Jui Tui Tao Bokeng Shrine
This Taoist shrine is quite recent and more decorated than Put Jaw shrine. This place is dedicated to Kiu Wong In, a vegetarian god. Hence, followers of this temple are very active during Phuket’s vegetarian festival every year. In this shrine, you will certainly see believers giving offerings to the god, such as cakes, oranges, pineapples, etc. The main interest of this temple lies in the splendid sculptures on the big wooden doors.
Sanjo Sam Sa Chinese shrine
Located on Krabi Road and built in 1853, this sacred place is dedicated to the Goddess of the Sea. When a newly built boat is put out to sea, offerings are given to the goddess. This place benefits with a truly refined atmosphere.
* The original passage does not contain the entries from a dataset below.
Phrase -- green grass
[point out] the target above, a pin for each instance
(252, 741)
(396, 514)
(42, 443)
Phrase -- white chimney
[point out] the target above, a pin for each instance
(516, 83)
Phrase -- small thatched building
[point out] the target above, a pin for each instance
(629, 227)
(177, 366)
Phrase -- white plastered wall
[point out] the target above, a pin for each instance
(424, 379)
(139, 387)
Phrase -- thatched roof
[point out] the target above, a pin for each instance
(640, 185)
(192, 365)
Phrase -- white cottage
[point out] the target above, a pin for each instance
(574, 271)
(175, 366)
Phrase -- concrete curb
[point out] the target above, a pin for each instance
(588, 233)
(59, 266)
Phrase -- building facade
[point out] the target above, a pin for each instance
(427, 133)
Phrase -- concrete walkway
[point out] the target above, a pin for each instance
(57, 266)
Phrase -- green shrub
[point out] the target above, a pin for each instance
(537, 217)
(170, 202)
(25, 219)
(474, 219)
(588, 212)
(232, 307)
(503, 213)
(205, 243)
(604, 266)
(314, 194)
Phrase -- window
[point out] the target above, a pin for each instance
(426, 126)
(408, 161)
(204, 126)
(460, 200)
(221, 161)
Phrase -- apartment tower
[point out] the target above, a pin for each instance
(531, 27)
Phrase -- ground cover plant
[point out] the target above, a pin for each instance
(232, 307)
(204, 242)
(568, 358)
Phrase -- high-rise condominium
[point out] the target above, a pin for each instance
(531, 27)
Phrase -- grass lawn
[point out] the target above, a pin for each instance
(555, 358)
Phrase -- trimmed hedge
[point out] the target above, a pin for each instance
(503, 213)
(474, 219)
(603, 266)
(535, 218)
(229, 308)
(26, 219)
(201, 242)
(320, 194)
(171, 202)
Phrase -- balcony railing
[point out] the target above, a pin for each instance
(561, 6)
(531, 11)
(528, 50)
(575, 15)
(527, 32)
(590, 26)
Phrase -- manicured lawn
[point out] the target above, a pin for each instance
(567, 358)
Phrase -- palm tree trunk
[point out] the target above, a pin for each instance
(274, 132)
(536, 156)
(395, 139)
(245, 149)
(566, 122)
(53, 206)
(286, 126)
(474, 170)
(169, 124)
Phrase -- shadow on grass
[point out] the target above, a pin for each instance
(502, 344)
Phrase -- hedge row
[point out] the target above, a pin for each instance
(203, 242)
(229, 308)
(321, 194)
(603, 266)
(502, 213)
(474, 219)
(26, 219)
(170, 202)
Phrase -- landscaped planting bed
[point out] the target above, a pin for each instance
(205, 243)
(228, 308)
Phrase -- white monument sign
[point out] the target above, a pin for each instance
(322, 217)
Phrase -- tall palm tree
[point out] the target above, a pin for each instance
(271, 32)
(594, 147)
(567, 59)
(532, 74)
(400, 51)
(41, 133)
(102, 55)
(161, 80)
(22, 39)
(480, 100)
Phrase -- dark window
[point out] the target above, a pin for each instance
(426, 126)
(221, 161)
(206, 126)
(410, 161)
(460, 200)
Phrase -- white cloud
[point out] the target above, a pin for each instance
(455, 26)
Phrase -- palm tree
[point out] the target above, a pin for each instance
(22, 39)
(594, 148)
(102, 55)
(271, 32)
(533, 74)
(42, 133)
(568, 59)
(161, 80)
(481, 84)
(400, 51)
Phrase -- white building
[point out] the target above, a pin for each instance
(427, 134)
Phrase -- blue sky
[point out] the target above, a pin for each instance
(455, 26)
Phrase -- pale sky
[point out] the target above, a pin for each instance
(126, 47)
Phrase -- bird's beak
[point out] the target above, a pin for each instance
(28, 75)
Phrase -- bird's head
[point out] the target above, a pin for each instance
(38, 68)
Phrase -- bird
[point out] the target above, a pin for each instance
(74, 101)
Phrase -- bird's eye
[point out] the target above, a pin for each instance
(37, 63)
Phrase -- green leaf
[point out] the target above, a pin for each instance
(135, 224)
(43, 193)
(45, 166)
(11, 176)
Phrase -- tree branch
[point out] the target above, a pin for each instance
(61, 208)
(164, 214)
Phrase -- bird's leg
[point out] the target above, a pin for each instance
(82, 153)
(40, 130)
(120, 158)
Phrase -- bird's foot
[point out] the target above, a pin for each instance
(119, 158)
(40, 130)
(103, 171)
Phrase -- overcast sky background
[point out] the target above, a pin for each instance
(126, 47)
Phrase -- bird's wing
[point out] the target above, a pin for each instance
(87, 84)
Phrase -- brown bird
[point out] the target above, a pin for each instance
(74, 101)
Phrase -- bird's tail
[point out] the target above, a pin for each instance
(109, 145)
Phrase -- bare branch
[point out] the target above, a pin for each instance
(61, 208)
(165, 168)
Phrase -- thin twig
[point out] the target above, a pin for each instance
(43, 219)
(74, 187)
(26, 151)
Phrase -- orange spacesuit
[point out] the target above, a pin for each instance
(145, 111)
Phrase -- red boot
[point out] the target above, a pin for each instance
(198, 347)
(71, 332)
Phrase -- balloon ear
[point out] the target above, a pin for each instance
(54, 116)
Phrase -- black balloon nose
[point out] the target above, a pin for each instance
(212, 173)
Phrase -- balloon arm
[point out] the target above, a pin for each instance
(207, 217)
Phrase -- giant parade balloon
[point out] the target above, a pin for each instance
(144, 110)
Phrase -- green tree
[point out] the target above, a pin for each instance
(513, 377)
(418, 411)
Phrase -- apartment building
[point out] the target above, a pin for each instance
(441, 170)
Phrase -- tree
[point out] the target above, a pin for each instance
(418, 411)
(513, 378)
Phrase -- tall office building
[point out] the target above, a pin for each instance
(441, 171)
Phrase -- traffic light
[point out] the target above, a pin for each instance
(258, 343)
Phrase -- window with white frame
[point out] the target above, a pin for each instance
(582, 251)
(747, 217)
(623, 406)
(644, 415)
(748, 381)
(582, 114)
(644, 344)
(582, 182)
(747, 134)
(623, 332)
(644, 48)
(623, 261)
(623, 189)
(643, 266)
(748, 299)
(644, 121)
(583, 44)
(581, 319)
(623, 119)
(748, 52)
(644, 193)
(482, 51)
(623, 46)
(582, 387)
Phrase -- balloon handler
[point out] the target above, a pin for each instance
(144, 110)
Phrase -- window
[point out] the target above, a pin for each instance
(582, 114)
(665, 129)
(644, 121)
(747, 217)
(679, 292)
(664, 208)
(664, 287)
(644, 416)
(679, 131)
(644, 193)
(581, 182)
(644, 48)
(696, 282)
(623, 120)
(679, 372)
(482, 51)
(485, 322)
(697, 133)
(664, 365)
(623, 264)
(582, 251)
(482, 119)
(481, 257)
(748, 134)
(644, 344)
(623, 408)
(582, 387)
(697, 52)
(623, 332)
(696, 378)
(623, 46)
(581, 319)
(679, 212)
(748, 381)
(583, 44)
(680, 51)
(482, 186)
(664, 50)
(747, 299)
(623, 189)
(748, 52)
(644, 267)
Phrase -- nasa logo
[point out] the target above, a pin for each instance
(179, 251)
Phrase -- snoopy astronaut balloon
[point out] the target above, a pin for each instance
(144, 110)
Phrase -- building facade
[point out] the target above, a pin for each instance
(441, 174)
Wat Chalong is the most important Buddhist center in Phuket and is famous all-around Thailand for its healing powers. Actually, one of the monks who once run the temple is hugely venerated amongst Thais. During the reign of King Rama V, Luang Por Chaem was the abbott of the monastery and helped to restore peace after a rebellion by the Chinese tin miners. The monk was a herbal doctor and he healed many of those wounded during the rebellion.
Wat Phra Tong
Located in Thalang near the Thalang District Office, Wat Phra Tong is the second most important Buddhist temple in Phuket. It is famous for its half buried statue of the Buddha. It is believed that whoever would tries to dig up the statue would suffer terrible misfortune. This belief comes from the discovery of the statue: it is said that one small boy attached his buffalo to what he regarded as a simple post. When the young boy suddenly fell ill without explanation, villagers went around the post and started to dig around the “post” which in fact was the top of the Buddha statue. Wat Phra Tong was then built to protect the revered monument. It is King Rama V, during a 1909 visit to the temple, who gave it its name of Wat Phra Tong.
Wat Phra Nang Sang
Wat Phra Nang Sang is the oldest Buddhist temple in Phuket. It is located in Thalang and was built when this city was still the capital of Phuket. When the Burmese tried to invade Phuket back in 1785, it is rumoured that they were after religious manuscripts kept in the temple, which were believed to be treasure maps.